Most worker carpenter ants have one of two fates: They either become foragers who look for food or soldiers who defend the nest. Levels of key hormones influence which role they crawl into. Now, a new study shows the ants’ blood-brain barrier plays a crucial role in this decision, regulating how much of one critical hormone seeps into developing ants’ brains by actively breaking it down. The findings, published last week in Cell , suggest the blood-brain barrier may play a previously unappreciated role in influencing social behavior in animals , including mammals, the authors argue. “[The study] uncovers an elegant mechanism of how social behavior can be regulated,” says Daniel Kronauer, an evolutionary biologist at Rockefeller University who was not involved with the study.
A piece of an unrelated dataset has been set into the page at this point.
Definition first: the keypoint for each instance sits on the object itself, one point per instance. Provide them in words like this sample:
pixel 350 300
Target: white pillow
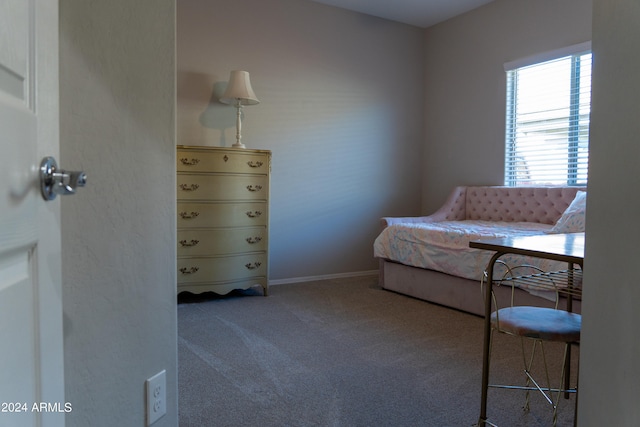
pixel 573 219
Hormones dictate a variety of behaviors in many insects, particularly the jobs they perform within a colony. One hormone shown to be critical to development and vocational destiny in many species, known as juvenile hormone, is tightly regulated by enzymes that break it down if it is expressed at the wrong time during development. In ants, previous research has shown that higher levels of juvenile hormone promote foraging behavior. Scientists have typically observed these enzymes circulating through ants’ hemolymph (the ant equivalent of blood). Molecular biologist Shelley Berger at the University of Pennsylvania (UPenn) found a clue to her own vocatio...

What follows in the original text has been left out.